Newswise — AMES, Iowa — Jennifer Leptien was the kindergartener singing the Sgt. Pepper’s Lonely Hearts Club Band album word for word. After watching John Lennon’s “Live in New York City” performance, she was the seventh-grader walking the hallways in her army jacket.
Today, Leptien, director of Iowa State University’s learning communities program and a Ph.D. in human development and family studies, has translated her love of the Beatles into a one-credit seminar course within the Honors Program. The idea became a reality in 2013, after Susan Yager — Morrill Professor of English and previous faculty director of honors — heard the Beatles cover band Rain was coming to Iowa State. She asked Leptien if she had ever considered turning her lifelong passion into a learning opportunity for students.
“The Beatles were the soundtrack to my childhood,” Leptien said.
The story is similar for her counterpart teaching the seminar, Jason Chrystal, academic adviser in political science with a Ph.D. in history. His mother’s Beatles fandom turned into his own — unless they were in his father’s car, where the Beach Boys and Elvis Presley dominated the stereo.
“Today, it’s become a generational difference, though,” he said. “Some students come in with little to no knowledge of the Beatles. So many of us grew up with phonographs and LPs of the Beatles, versus the current generation who might have heard of them in a different way, if at all.”
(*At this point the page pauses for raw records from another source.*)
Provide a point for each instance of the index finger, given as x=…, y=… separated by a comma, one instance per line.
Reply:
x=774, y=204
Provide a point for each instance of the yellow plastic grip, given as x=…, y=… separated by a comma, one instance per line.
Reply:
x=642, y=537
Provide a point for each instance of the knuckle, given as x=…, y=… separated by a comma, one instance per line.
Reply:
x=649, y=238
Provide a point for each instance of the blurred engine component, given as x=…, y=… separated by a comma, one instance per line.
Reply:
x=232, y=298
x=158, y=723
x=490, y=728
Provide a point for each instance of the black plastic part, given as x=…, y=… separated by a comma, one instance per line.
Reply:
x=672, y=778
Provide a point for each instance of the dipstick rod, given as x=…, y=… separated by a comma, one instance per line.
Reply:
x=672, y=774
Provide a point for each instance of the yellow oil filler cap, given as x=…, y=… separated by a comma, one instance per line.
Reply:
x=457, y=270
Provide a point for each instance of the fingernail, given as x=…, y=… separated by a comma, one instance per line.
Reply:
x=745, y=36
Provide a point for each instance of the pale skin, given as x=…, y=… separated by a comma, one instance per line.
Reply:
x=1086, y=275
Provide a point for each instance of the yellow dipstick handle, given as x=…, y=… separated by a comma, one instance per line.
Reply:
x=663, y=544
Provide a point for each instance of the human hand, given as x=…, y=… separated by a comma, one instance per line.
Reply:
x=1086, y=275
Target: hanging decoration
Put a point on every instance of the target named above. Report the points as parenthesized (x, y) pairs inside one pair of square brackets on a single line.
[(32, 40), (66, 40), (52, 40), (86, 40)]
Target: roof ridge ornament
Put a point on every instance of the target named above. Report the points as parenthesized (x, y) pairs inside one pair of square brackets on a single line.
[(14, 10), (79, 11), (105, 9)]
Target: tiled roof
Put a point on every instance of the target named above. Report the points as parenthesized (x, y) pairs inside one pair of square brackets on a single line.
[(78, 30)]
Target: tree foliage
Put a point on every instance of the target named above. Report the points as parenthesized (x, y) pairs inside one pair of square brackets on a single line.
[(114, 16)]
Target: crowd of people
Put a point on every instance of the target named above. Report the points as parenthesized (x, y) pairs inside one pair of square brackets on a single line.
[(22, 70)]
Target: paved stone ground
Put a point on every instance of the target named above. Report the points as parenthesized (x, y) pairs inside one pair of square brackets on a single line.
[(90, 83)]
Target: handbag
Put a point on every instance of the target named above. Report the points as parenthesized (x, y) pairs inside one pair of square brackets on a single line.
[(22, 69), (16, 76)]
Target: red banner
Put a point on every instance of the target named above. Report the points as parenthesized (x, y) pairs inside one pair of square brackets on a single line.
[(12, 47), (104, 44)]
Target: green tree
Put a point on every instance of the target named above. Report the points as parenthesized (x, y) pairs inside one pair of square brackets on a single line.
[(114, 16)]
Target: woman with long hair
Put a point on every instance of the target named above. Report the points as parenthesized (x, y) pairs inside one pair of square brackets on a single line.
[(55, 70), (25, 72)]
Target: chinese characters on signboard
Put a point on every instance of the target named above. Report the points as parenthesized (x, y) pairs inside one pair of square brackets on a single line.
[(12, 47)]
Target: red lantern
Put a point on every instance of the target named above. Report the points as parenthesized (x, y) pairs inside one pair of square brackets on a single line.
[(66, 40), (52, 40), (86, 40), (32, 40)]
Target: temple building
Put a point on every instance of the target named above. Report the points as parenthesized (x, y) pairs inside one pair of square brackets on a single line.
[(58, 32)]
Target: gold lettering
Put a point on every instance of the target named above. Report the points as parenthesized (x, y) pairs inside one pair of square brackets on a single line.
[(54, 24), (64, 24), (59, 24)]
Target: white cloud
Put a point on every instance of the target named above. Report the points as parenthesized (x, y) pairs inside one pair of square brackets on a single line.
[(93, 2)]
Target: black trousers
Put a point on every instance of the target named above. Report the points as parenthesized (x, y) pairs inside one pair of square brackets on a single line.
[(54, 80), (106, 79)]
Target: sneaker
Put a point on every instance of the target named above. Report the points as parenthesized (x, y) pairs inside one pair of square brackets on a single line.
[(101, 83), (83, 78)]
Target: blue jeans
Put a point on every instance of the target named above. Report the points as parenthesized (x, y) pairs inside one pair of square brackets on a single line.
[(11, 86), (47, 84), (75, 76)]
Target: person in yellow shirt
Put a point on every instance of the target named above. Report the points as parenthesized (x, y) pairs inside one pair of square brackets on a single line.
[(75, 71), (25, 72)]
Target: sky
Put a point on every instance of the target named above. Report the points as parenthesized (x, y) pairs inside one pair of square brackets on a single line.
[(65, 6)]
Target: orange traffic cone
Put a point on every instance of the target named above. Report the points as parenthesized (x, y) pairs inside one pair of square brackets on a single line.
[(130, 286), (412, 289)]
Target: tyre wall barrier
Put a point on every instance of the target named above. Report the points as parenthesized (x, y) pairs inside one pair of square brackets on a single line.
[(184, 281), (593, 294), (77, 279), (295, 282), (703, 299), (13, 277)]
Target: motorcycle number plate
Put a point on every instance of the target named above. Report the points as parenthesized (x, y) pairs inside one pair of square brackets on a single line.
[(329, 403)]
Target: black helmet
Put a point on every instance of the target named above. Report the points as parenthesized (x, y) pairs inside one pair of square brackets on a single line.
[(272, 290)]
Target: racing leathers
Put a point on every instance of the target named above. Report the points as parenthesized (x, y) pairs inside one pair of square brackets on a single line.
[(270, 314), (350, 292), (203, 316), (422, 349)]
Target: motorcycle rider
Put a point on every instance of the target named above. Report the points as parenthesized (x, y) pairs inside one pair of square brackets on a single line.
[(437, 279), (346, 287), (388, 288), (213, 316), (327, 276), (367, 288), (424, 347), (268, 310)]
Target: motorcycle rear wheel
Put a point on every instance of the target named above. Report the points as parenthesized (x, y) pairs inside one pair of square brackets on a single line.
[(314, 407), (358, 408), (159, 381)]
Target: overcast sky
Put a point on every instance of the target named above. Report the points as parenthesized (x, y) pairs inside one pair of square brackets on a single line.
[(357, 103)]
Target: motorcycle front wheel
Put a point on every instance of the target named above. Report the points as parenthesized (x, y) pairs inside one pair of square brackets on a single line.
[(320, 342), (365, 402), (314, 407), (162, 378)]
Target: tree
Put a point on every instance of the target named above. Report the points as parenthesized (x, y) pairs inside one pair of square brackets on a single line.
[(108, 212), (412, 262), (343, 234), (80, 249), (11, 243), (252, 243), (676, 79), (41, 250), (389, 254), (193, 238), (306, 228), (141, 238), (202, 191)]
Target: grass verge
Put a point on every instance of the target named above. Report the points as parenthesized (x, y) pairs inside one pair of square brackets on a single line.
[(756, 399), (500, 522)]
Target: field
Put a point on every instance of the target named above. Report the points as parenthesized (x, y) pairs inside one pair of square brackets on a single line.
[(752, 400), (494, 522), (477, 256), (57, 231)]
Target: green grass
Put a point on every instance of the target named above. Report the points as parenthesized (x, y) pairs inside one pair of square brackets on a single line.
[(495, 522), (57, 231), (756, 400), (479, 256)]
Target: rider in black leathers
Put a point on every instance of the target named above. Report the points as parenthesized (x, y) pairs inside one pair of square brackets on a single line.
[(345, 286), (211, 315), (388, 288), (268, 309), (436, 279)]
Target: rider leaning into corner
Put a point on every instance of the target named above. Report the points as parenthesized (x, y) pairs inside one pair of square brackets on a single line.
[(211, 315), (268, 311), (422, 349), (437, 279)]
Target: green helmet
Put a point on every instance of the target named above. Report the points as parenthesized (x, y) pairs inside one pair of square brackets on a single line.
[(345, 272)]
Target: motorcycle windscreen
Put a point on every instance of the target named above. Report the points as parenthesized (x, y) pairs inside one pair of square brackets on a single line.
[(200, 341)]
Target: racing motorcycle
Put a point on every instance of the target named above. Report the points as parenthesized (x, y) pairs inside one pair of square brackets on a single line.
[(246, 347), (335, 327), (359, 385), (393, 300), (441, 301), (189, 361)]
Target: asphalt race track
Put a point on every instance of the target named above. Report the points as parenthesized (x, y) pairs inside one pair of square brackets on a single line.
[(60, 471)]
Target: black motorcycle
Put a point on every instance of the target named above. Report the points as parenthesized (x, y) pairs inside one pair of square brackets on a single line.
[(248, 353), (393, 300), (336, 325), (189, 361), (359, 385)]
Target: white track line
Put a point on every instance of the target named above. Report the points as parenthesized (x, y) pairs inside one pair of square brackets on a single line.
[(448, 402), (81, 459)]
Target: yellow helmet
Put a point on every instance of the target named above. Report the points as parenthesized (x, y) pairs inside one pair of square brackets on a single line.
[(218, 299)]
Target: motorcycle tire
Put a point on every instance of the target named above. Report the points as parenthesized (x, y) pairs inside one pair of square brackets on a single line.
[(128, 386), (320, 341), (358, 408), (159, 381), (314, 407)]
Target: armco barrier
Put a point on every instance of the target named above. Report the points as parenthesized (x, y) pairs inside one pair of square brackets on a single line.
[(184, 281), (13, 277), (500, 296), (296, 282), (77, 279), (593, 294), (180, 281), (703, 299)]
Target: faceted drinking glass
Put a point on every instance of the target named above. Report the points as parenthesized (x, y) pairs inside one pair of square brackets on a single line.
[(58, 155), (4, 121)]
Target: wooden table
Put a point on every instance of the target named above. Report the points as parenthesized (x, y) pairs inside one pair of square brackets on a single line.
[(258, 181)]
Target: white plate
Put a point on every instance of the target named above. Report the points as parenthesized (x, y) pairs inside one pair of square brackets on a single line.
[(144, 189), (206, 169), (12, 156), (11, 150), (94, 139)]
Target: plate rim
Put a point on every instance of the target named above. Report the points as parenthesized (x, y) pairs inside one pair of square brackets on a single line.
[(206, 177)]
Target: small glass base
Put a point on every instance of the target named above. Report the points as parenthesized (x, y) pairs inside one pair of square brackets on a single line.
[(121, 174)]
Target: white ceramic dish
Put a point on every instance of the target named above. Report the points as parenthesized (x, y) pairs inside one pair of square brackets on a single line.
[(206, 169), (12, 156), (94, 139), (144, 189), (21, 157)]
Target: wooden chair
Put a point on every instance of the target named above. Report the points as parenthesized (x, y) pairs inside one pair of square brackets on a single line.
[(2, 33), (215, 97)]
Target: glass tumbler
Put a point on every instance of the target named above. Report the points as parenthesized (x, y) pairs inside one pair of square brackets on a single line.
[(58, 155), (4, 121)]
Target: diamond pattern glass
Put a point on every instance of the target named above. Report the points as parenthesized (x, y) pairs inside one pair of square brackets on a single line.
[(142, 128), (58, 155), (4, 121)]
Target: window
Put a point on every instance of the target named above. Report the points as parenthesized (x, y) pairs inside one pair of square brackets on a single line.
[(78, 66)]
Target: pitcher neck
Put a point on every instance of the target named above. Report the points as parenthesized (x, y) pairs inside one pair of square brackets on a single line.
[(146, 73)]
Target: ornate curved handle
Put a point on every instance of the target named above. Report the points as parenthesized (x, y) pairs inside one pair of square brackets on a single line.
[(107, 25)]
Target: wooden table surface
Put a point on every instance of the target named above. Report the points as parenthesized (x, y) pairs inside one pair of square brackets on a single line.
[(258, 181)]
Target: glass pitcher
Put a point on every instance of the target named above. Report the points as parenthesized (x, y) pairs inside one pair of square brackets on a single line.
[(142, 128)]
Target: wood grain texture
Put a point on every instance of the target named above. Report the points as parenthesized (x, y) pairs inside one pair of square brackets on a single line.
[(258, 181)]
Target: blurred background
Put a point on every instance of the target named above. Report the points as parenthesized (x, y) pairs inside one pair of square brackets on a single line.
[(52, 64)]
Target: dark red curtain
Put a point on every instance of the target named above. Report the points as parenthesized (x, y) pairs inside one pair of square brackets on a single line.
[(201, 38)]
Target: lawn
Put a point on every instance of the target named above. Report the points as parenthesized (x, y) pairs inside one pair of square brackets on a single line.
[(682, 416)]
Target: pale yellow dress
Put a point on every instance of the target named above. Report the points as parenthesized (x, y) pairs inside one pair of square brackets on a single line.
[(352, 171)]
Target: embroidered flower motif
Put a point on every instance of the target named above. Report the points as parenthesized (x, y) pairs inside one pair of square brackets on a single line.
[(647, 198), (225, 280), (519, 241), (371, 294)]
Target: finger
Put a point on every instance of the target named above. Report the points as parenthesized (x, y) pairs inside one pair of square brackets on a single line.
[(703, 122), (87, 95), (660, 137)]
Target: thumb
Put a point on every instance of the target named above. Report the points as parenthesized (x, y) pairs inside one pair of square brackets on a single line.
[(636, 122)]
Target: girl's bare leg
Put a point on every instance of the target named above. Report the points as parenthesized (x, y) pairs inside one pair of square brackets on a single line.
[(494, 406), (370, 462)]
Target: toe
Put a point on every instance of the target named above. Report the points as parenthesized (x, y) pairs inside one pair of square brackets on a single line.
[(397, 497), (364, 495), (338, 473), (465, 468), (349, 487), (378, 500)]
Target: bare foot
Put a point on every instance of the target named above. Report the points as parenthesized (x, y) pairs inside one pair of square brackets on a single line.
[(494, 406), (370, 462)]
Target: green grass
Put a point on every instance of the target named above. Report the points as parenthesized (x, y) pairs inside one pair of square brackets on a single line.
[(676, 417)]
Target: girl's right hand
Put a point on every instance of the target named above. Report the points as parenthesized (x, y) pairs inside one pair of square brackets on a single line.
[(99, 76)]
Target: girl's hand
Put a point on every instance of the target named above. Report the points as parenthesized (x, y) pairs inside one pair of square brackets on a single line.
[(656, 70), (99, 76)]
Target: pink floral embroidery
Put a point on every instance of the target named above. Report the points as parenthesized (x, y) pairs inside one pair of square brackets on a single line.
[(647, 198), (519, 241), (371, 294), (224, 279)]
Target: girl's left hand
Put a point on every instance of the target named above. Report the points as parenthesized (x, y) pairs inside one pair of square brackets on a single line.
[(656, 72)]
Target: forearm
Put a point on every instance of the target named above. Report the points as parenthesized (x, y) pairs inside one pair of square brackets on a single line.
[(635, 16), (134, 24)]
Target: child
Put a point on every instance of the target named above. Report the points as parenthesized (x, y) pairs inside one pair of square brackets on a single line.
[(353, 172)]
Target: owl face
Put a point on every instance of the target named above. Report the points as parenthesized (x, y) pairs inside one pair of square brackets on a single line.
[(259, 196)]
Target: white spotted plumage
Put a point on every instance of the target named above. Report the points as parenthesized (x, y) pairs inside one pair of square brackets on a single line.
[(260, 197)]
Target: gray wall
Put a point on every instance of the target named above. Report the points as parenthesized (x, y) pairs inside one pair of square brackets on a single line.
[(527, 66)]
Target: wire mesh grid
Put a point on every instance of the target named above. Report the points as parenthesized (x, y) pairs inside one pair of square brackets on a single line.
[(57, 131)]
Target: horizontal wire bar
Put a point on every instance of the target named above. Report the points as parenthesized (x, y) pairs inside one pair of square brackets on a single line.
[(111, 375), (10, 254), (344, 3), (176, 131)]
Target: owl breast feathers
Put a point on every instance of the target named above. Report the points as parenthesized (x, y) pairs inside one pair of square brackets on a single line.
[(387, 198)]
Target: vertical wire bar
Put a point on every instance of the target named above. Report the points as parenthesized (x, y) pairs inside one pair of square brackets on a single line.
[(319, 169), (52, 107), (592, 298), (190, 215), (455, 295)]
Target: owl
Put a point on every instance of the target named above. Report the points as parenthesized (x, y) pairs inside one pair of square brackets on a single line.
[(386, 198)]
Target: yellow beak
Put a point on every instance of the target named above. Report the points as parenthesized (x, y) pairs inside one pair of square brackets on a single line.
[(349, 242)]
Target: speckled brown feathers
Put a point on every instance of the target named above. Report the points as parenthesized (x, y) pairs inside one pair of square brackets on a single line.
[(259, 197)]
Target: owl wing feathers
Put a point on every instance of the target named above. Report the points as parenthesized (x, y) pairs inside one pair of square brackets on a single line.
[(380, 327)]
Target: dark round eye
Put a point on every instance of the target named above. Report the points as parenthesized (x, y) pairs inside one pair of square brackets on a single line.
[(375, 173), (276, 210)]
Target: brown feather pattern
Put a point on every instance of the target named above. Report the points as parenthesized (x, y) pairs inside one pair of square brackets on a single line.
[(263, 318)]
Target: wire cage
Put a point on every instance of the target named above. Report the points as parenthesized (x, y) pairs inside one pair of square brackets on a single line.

So, Leptien and Chrystal lead the students on an eight-week study of the Fab Four, from their childhoods to the band’s beginnings and the height of Beatlemania, through their break-up in 1970. Students watch the films “A Hard Day’s Night,” “Help!” and “Magical Mystery Tour.” They read “A Hard Day’s Write,” the story behind every Beatles song. They watch various documentary segments, videos and performances.
Over spring break, Leptien and Chrystal will take students on a trip to London and Liverpool to see the Beatles’ childhood homes, stomping grounds and iconic landmarks. Students receive an additional credit if they go on the study abroad trip.
“The trip gives students a different perspective than they experience in class,” Chrystal said. “It’s an opportunity that 99 percent of the population doesn’t get to experience.”
This year marks 56 years since the release of the Beatles’ first album, “Please Please Me.” So why is it still important to study the band today?
“The Beatles came at a time when the U.S. was in a period of unrest,” Leptien said. “Amid all that turmoil, they brought a message of positivity.”
For their final project, students create a presentation examining the historical and cultural influences coinciding with a particular Beatles album. Past projects have included a live performance of “Hey Jude” and a re-creation of the music video for “A Hard Day’s Night” throughout Ames.
“We talk about the firsts of this and that. In the Beatles’ case, it’s not all about their musical expertise, but that they were a cultural phenomenon,” Chrystal said. “They were the right band at the right time.”